8Sujet-objet, espace-temps universel, le réseau recouvre et exprime un objet-sujet, le monde. Lien universel, formé de
nœuds et de carrefours (cum), de routes et de navigations tracées (tractus)…, le réseau lui-même suppose un contrat et
pose donc, d’abord, des problèmes de droit. La suite scientifique, technique, juridique et politique du Contrat
naturel se trouve donc conforme à ce qu’il prévoyait. Ce que je voulais ce soir devant vous démontrer.
Envoi
Je ne suis point un grand adepte des retours ; je préfère anticiper l’avenir. De même que l’homme naquit de sa mort
individuelle et que notre civilisation surgit du tombeau d’Antiquités, de même l’histoire à venir naît, en ce moment
même, du péril global auquel nous échappons en temps réel. Voilà les fondations actives de notre habitat. Si la
philosophie se donne pour tâche positive et pour devoir moral de construire la prochaine maison des hommes, elle doit
d’abord commencer par ces fondations.
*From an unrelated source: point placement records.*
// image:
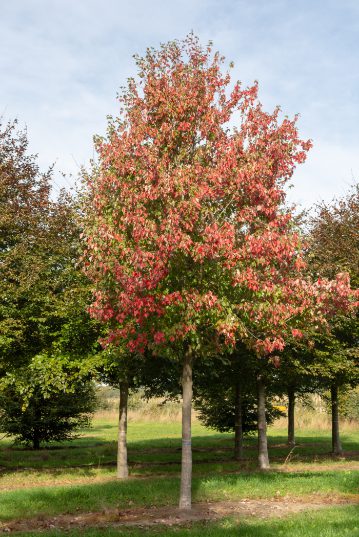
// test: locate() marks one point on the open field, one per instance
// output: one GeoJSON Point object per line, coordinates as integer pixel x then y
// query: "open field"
{"type": "Point", "coordinates": [73, 487]}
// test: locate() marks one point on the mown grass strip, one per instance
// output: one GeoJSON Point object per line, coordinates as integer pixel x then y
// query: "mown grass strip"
{"type": "Point", "coordinates": [331, 522]}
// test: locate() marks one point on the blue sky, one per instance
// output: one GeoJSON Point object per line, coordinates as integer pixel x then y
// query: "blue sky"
{"type": "Point", "coordinates": [63, 61]}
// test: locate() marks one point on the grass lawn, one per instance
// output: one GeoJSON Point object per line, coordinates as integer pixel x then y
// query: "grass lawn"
{"type": "Point", "coordinates": [333, 522]}
{"type": "Point", "coordinates": [79, 476]}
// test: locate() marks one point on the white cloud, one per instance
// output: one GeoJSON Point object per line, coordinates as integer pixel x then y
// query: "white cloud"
{"type": "Point", "coordinates": [63, 61]}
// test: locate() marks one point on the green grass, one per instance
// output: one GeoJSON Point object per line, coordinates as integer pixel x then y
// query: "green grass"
{"type": "Point", "coordinates": [164, 491]}
{"type": "Point", "coordinates": [331, 522]}
{"type": "Point", "coordinates": [78, 476]}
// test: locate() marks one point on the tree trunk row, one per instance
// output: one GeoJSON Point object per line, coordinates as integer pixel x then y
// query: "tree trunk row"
{"type": "Point", "coordinates": [186, 466]}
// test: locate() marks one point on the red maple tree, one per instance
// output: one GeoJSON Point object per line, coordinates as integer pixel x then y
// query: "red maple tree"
{"type": "Point", "coordinates": [188, 241]}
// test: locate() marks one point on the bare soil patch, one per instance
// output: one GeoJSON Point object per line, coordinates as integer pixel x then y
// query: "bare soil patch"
{"type": "Point", "coordinates": [170, 516]}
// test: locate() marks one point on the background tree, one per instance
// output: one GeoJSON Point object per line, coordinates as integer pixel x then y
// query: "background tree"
{"type": "Point", "coordinates": [333, 247]}
{"type": "Point", "coordinates": [45, 332]}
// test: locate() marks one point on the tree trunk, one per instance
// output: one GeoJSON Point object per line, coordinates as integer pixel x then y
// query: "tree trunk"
{"type": "Point", "coordinates": [122, 466]}
{"type": "Point", "coordinates": [336, 444]}
{"type": "Point", "coordinates": [238, 424]}
{"type": "Point", "coordinates": [291, 427]}
{"type": "Point", "coordinates": [263, 459]}
{"type": "Point", "coordinates": [186, 467]}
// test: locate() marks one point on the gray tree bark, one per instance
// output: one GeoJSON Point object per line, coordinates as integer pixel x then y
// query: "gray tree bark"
{"type": "Point", "coordinates": [186, 466]}
{"type": "Point", "coordinates": [291, 408]}
{"type": "Point", "coordinates": [238, 424]}
{"type": "Point", "coordinates": [263, 459]}
{"type": "Point", "coordinates": [122, 465]}
{"type": "Point", "coordinates": [336, 443]}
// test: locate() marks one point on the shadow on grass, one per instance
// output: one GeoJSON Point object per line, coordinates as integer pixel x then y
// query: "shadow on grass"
{"type": "Point", "coordinates": [96, 451]}
{"type": "Point", "coordinates": [164, 491]}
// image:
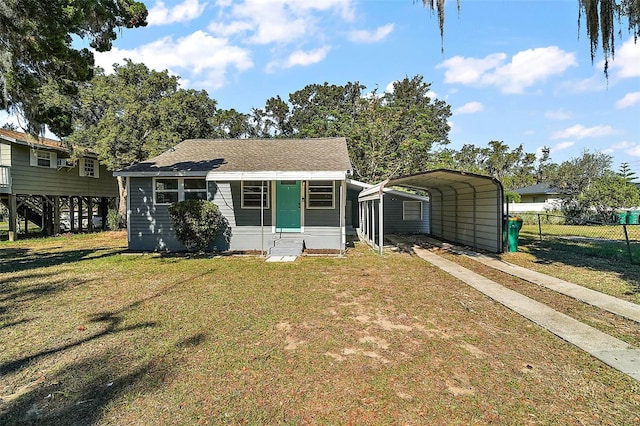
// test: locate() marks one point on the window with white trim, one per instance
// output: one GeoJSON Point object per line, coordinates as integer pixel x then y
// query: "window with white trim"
{"type": "Point", "coordinates": [412, 210]}
{"type": "Point", "coordinates": [252, 191]}
{"type": "Point", "coordinates": [320, 194]}
{"type": "Point", "coordinates": [89, 167]}
{"type": "Point", "coordinates": [39, 158]}
{"type": "Point", "coordinates": [195, 189]}
{"type": "Point", "coordinates": [43, 158]}
{"type": "Point", "coordinates": [172, 190]}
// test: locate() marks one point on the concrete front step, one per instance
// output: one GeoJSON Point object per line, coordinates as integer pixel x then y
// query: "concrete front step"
{"type": "Point", "coordinates": [287, 247]}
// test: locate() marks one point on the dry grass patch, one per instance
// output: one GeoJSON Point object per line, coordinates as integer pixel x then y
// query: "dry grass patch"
{"type": "Point", "coordinates": [91, 336]}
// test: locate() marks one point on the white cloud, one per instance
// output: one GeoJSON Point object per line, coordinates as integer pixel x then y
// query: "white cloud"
{"type": "Point", "coordinates": [160, 14]}
{"type": "Point", "coordinates": [201, 55]}
{"type": "Point", "coordinates": [469, 70]}
{"type": "Point", "coordinates": [526, 68]}
{"type": "Point", "coordinates": [626, 60]}
{"type": "Point", "coordinates": [363, 36]}
{"type": "Point", "coordinates": [389, 88]}
{"type": "Point", "coordinates": [229, 29]}
{"type": "Point", "coordinates": [279, 21]}
{"type": "Point", "coordinates": [301, 58]}
{"type": "Point", "coordinates": [558, 114]}
{"type": "Point", "coordinates": [594, 83]}
{"type": "Point", "coordinates": [629, 100]}
{"type": "Point", "coordinates": [579, 131]}
{"type": "Point", "coordinates": [561, 146]}
{"type": "Point", "coordinates": [628, 147]}
{"type": "Point", "coordinates": [469, 108]}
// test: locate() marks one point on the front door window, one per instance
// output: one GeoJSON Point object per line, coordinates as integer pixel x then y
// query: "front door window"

Maison, en grec, se dit oikos ; nous en bâtissons deux, aujourd’hui : celle,
immédiate, fraîche et prochaine, que je décris dans Les Nouvelles du monde, qui chantent ma dilection pour le décor
de cette demeure aux tuiles de nuages, aux murailles de roche et de glace, à la piscine océanique, au plancher d’herbe
ou de sable et au toit de nuit. Redécouverte par le corps, en ses randonnées locales et par ses couchages sous les
étoiles, elle loge les plus humbles des hommes, dont je suis ; quant à la seconde, nous la projetons et la décrivons
à quelques-uns, pour la diffuser plus tard de par le monde, à travers la Toile, dans le Trésor, dictionnaire global des
sciences contemporaines. Fidèles au Contrat naturel, ces deux livres ont raconté cette année mon éco-logie, c’est-à-
dire mon discours sur notre maison nouvelle.